There is no handbook to parenting. Rather, since there are many books and articles on the topic, I should say that there is no one specific, definitive book on parenting and raising outstanding individuals who will improve society and the world around them by existing. Through these past few years, I’ve gathered advice from family and friends about what to do and what to avoid. However, it wasn’t until recently that I wondered: How do I want to raise my kids?
It’s funny, these kids of mine are the future, yet I would describe my parenting style recently as auto-pilot.
When my first kid was born, it was quite different. We would listen to The Beatles and Led Zeppelin. I would teach him fluent French. In my daydreams, we would speak French to each other when we didn’t want people to know what we were saying. (Because, in my part of the country, few people speak French.)
Now that I have two kids, I mostly just try to have an enjoyable day. If everyone can have a good day, it’s like watching a rainbow without having to sit through the storm. And, while good days are important, it’s not a parenting style.
So, I started thinking, What do I want to teach my kids? What value and substance can they get from me to help make this world better?
- Pop songs and movie quotes. Those who know me will not be surprised that this is the top of my list, as I love pop songs and movie quotes. The reason this is my #1 is because words matter. What you say and how you say it can make the difference between something forgettable and something so memorable and empowering that people will quote it for hundreds of years. The thing about pop culture is that, as the 1980s get further and further away, you really get to see which songs and quotes stick. What words will stand the test of time and still be meaningful 50 years from now?

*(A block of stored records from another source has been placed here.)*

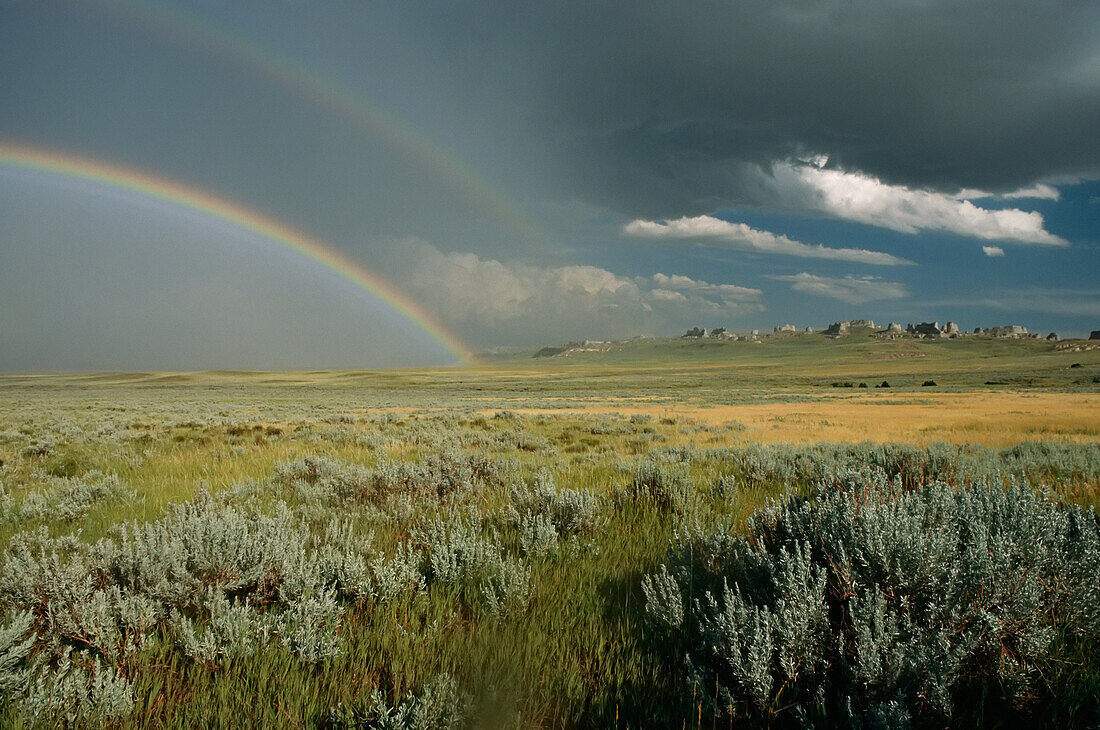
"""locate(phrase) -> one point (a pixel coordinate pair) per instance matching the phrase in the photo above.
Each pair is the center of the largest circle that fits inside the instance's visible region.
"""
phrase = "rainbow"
(157, 188)
(196, 32)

- What you put in is what you get out. Most things that hold value will require effort. Studying will bring you good grades. Working on relationships with friends and family will bring you happy memories. Practicing a sport, instrument, or special skill will make you more proficient in that area. Frequently, things that come easily do not feel as rewarding because you didn’t have to put forth that much effort. Try. In everything you do, try.
- It’s okay to not know the answer. The universe is evolving. Information is gathered and, even as it is collected and analyzed, changes happen to make that data relatively obsolete. Maybe all questions will be answered some day, but it’s not your responsibility to have all of the answers today. When you don’t know the answer to something, it’s okay to admit that.

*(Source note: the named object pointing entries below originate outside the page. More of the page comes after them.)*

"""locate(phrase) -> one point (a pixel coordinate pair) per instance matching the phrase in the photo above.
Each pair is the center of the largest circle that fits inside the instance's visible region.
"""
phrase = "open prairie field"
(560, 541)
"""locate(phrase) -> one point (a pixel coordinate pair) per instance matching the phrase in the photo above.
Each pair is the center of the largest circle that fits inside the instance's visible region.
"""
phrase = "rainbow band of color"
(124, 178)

- Think for yourself. Through school, it will be easier and will get you better grades to memorize what your book and teachers say and think. You will take tests and regurgitate other people’s thoughts. If you do this with enough skill, you will get good grades. However, while you’re learning and memorizing what other people think about something, take time and ask yourself what you think. While sharing other people’s thoughts will get you through school, sharing your own thoughts will get you through life.
- People’s differences are what make them fun. It’s natural that we connect with people who have similarities to ourselves. However, it’s just as important to celebrate our differences. Each person is unique and has their own story to tell. Seek out friends who have had different life experiences from you and get their perspective. By really hearing someone else’s experiences, you will broaden your mind. You don’t have to go far to find people with differences. For many people, you can look within your own family. Which leads me to:
- Family is amazing! I married in to a large family. Out of the 35 or so of us, no two are the same. (Although, we do have one set of people with the same birth date and year.) Constantly, I am amazed by what my family does in the short amount of time when I don’t see them. (Many of us live in the same town.) They are an invaluable network of individuals who provide so much joy, laughter, help, insight, compassion and support. Okay, not everyone has such a great family. You can just read the word “amazing” with a different tone. Or, and I like this option better, think about the family that you create with your loved ones and friends. Genetics doesn’t make you family; love does.
- Kindness, empathy, sympathy. You will have bad days. When you do, notice the things people do for you to help lift you and make you feel better. Then, when the people around you have bad days, do your best to show them the kindness that you have received from others. Sometimes you will understand what they’re going through; sometimes you won’t. Be kind and be there to help.
- Please. Thank you. They are simple words, yet they convey such gratitude and respect for others. They should always be said with sincerity, appreciation, and eye contact.
- Eye contact. A huge pet peeve of mine is when people avoid eye contact. This can mean that they don’t look you in the eyes when you’re standing in front of them, but it can also mean that they do things electronically that should be done in person. Some conversations need to be had face to face. And nothing indicates sincerity in your words like direct eye contact.
- Generosity. Be generous with yourself. Give your time, energy, effort, smiles and kind words. Don’t wait for when you think people need it most; always give. Give to friends and strangers evenly. As any parent can tell you, giving is an important part of the day to day routine. Give from your heart and you will be happy.
Obviously, since my kids are still young, I have no idea what sort of adults they’re going to become. I can only hope that I’m making wise choices as a parent and emphasizing the right thoughts and skills.